Yıllarca bürokrasinin tavrını ve eğilimini gözlemlemiş biri olarak diyebilirim ki; bugüne kadar yüzde 80 ortalamayla bürokrasinin beklentisi gerçekleşmiş, sandıktan o beklenen sonuç çıkmıştır.
Bu cihetle, bu seçimde de Yozgat’taki bürokraside yer alan 5-6 kişiyle görüşme, seçim değerlendirmesi yapma şansım oldu.
Seçim ve sonucuna dair öngörülerini direkt yazmayacağım ancak, bu görüşlerin neden kıymetli olduğunu izah etmem gerekli.
Her iktidar kendi bürokrasisini oluşturur. Bürokrasi içerisinde yer alan her bir birey üst kademelerde görev yapmak ve bu görevini mümkünse emekliliğe kadar sürdürmek için gayret eder. Buradaki gayretten kasıt, siyaset kurumunun “talimatları” ile hareket etmek, işe alımlarda, ihalelerde, kararlarda, siyasal çalışmalara destek için kurumun imkanlarının kullanılmasında tereddütsüz siyasi iradenin emrine girmektir.
Görüştüğüm bürokratların bir kısmının Yozgat’ta “hamamcı” diye tabir edilen, sabah namazı öncesi hamama gidip önce kirlerinden arınan ardından taze limon sıkılmış Beypazarı sodasını yudumlarken siyasi erk ve uzantılarından talimat alan kişiler olduğunu söylediğimde anlam pekişmiş olacaktır.
Gelelim, seçim tahminine. Önce onlar sordular, uzun değerlendirme cümlelerinden sonra biz dedik ki, “burada önemli olan sizlerin ne gördüğü, sizin tavrınız.” Ama yine de kendi görüşümüzü ifade ettik.
“Peki siz nasıl görüyorsunuz, sonuç nasıl çıkabilir ve bu seçimde oyunuzu kime vereceksiniz?”
Cevap, seçimin sonucuna dair beklentiyi de içerecek şekilde geldi.
“Biz ortadayız. Ne o partiye ne bu partiye yakın değiliz.”
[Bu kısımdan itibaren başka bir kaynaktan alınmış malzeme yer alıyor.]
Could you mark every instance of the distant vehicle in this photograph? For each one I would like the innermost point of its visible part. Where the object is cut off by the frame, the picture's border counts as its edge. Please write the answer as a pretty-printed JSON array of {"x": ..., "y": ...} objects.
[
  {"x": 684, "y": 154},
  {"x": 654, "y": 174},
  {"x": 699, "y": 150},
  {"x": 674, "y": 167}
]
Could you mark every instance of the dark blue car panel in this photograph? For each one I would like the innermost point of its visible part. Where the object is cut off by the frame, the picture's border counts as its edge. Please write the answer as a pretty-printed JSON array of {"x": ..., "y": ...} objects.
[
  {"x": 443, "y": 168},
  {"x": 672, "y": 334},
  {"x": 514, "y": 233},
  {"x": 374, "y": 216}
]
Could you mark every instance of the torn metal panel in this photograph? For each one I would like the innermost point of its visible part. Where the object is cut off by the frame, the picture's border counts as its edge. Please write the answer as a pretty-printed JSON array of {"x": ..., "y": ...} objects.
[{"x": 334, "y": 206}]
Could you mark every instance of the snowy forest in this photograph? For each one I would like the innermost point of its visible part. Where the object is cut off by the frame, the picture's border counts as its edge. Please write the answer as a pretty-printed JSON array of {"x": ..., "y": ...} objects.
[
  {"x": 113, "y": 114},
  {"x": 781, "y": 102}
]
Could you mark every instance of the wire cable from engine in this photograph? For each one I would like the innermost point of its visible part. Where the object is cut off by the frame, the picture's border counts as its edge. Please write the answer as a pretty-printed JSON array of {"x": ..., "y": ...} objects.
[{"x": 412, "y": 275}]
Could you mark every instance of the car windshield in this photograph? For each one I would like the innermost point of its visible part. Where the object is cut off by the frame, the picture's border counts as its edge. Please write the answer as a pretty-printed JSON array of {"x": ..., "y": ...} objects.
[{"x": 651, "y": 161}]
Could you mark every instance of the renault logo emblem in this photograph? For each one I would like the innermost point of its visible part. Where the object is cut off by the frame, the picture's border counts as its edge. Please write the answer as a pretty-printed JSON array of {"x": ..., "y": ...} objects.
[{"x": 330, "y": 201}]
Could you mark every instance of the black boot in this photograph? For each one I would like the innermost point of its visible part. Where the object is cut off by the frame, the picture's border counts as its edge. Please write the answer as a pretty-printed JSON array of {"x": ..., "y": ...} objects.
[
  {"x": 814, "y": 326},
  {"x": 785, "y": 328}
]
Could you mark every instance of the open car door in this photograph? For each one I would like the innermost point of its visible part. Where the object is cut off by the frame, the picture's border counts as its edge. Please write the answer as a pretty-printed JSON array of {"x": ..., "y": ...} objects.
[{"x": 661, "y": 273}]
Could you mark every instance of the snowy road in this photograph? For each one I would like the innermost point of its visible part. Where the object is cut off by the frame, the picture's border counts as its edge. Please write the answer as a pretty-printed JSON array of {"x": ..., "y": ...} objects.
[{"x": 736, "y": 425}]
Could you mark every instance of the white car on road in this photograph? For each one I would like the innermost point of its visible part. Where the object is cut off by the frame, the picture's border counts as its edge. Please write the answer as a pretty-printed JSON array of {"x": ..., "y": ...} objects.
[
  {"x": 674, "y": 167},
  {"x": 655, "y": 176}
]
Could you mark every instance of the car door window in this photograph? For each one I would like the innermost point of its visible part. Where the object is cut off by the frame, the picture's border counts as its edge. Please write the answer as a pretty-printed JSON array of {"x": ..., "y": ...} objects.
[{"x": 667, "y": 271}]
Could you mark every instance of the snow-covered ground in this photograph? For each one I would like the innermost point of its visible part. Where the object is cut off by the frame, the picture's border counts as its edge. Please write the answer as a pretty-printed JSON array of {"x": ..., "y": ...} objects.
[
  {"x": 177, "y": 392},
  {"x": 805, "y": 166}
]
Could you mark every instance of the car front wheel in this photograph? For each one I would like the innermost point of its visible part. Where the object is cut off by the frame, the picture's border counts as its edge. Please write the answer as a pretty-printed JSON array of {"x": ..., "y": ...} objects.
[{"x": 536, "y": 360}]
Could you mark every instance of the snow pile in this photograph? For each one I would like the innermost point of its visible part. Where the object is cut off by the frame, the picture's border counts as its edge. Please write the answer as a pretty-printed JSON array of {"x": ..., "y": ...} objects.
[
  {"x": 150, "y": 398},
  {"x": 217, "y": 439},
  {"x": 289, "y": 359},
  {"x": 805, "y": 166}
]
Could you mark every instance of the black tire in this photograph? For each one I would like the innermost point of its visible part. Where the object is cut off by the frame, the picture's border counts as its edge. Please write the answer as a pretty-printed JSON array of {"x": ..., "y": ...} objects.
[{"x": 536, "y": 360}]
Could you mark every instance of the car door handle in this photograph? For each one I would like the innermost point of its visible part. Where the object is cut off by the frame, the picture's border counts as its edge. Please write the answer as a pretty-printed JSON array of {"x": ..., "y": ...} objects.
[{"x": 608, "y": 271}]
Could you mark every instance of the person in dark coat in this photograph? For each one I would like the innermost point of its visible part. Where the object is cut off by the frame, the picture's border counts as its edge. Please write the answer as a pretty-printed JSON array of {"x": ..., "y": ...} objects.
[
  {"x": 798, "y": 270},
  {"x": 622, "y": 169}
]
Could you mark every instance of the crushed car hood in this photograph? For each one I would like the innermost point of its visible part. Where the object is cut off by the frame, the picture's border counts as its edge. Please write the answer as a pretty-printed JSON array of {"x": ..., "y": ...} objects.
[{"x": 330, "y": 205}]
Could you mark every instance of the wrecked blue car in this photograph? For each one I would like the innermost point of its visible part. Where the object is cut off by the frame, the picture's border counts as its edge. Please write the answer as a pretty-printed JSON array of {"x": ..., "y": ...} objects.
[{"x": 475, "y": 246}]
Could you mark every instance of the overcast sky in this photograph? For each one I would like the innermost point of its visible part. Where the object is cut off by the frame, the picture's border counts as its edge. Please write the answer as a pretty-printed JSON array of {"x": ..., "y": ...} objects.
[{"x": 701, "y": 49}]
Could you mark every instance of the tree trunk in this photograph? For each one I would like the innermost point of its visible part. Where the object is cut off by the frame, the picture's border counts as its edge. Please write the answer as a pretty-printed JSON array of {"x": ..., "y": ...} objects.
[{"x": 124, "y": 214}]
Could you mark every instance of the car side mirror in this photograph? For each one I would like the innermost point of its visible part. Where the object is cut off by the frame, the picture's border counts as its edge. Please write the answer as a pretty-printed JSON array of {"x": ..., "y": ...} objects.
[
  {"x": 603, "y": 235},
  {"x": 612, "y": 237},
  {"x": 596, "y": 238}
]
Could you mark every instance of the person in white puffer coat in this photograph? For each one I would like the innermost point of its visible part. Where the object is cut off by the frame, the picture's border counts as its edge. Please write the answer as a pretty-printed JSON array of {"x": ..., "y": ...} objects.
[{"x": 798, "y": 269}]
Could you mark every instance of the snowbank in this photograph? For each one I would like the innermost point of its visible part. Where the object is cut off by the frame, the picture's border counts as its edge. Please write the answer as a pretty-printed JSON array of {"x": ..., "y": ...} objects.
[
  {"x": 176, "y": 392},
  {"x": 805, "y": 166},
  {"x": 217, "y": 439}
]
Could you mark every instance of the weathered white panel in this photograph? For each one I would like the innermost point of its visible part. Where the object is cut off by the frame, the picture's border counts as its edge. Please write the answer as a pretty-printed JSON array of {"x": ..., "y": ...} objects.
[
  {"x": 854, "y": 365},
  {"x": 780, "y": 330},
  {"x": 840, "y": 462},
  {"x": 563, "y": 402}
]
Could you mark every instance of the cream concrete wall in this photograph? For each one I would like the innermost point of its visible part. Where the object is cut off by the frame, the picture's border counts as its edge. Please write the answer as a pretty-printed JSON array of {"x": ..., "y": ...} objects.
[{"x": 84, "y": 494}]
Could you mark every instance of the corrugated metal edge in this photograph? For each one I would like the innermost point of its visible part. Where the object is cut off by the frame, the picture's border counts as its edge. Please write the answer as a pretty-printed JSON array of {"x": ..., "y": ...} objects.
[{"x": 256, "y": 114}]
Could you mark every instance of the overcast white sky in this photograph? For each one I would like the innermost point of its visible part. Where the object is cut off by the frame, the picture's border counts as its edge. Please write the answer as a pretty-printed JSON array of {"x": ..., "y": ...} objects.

Ak Parti iktidarında makamlara gelmiş ve Ak Parti ile kurdukları iyi ve ikili ilişkiler! sayesinde siyasetin lütfu! İle o makamları uhdesinde bulunduran kişilerin, bu orta yolcu tavırları, seçimin sonucuna dair ipucu vermese de; şu an ki durumun balıksırtı olduğunu, Kılıçdaroğlu’nun da en az Erdoğan kadar kazanmaya yakın olduğunu, bu durumu okuyan bürokrasinin de buna göre gardını alarak, Ak Parti kazanırsa “zaten sizdeniz”, ama Millet İttifakı kazanırsa “hiç değilse muhalif görüntüsü vermeyelim” tedbiri ile hareket ettiğini göstermektedir.
Yani sanıldığı gibi işler bu sefer öyle kolay değil, Ak Parti bürokrasisi! Kılıçdaroğlu ile arayı açmak istemiyorsa; bu, ipi göğüslemeye yakın olduğuna da bir delildir.